Money
Money is an odd thing. It is such a measure of power or worth, yet it is intrinsically nothing, particularly in the present day western world. The possession of monetary wealth is nothing more than a representation upon a digital ledger in some bank computer, yet it confers so much upon those who control it.
I am wealthy by any reasonable standard one might care to apply; yet I am powerless. I own my fate, but nothing more. Do not misunderstand- I believe that to own one’s fate is a precious thing, and I remember when (oh-so-very recently) this was not so, and it was the accumulation of money that initially made this possible. Yet when I calculate the sum total of the wealth I either own or control, that value is meaningless to me. I do not feel powerful regardless of what the numbers imply. I cannot relate to that sort of thing- it is an innate failing on my part.
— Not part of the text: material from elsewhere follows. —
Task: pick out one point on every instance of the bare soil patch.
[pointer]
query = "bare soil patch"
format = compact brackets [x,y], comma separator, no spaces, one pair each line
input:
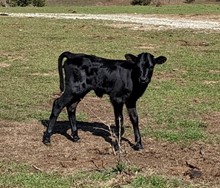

I understand that money affords me freedom to ignore certain restraints. My apartment, for instance- I pay about six thousand dollars a month to call it home. I do not love it, it has no true hold on my affections- it is simply convenient to the places I like to visit, and I enjoy the view. Due to my account balance I may avail myself of this convenience. Six thousand dollars might seem a great sum, but it is meaningless to me- all it represents is a short walk to the rail station and an ocean view. I know that these things are desirable and hence command a high price, but how can that price be paid in something that has no intrinsic value?
I remember the first time I was sold for a handful of coins rather than bartered for real things that could be touched and measured- it was the first time I felt shame at my place in the world. I did not understand money then, and I still fail to fully comprehend it now. I understand that I need it. I comprehend how to earn it through labor or create it through investment. I understand its nature as fuel to the engines of capitalism, but when I attempt to put that knowledge in to some concrete form, to make it real, make it visceral so that I can feel the truth of it as I do other things, I fail.
I am sufficiently knowledgeable to manoeuvre within the framework defined by money, but I cannot believe in the basic precepts that make this possible.
This frustrates me. I cannot escape the notion that this is something I must overcome, and soon.
Posted on December 4th, 2003 by Zsallia
Filed under: Philosophy
The following comments are as they first appeared on the original BlogSpot/Haloscan system. –ZM
Reflecting on this line of thought and others…
The belief in the value of money is another beneficial shared delusion, rather like the belief that our lives having any significance.
Beliefs are tools. Money is one of the most powerful abstract tools ever conceived. It has power and utility because it has widespread acceptance.
I look at it as also being an aggregation point for our shared minds, as in the thread dated 11/20 below. It is orthogonal to every real problem, and therefore adds another dimension to our problem-solving abilities.
I think all the above would hold equally true if ‘language’ were substituted for ‘money’.
Dishman | Email | Homepage | 12.05.03 – 12:06 am | #
You really took a liking to this writing didn’t you? For being one who never tried it before. I just don’t see where you get the energy girl. I’d be more bored if I were you. Money? We who can pay as much as 6 large a month just for living at some place are well-inclined to argue the nature of money. The “worth” of it. Capitalism is built on the concept that “if it doesn’t suit with A go on to B or C” – you said yourself you liked the nearness to the beach.
Loren | Email | Homepage | 12.06.03 – 7:37 pm | #
I’m sorry to see you go, but I certainly don’t blame you. Take care of yourself.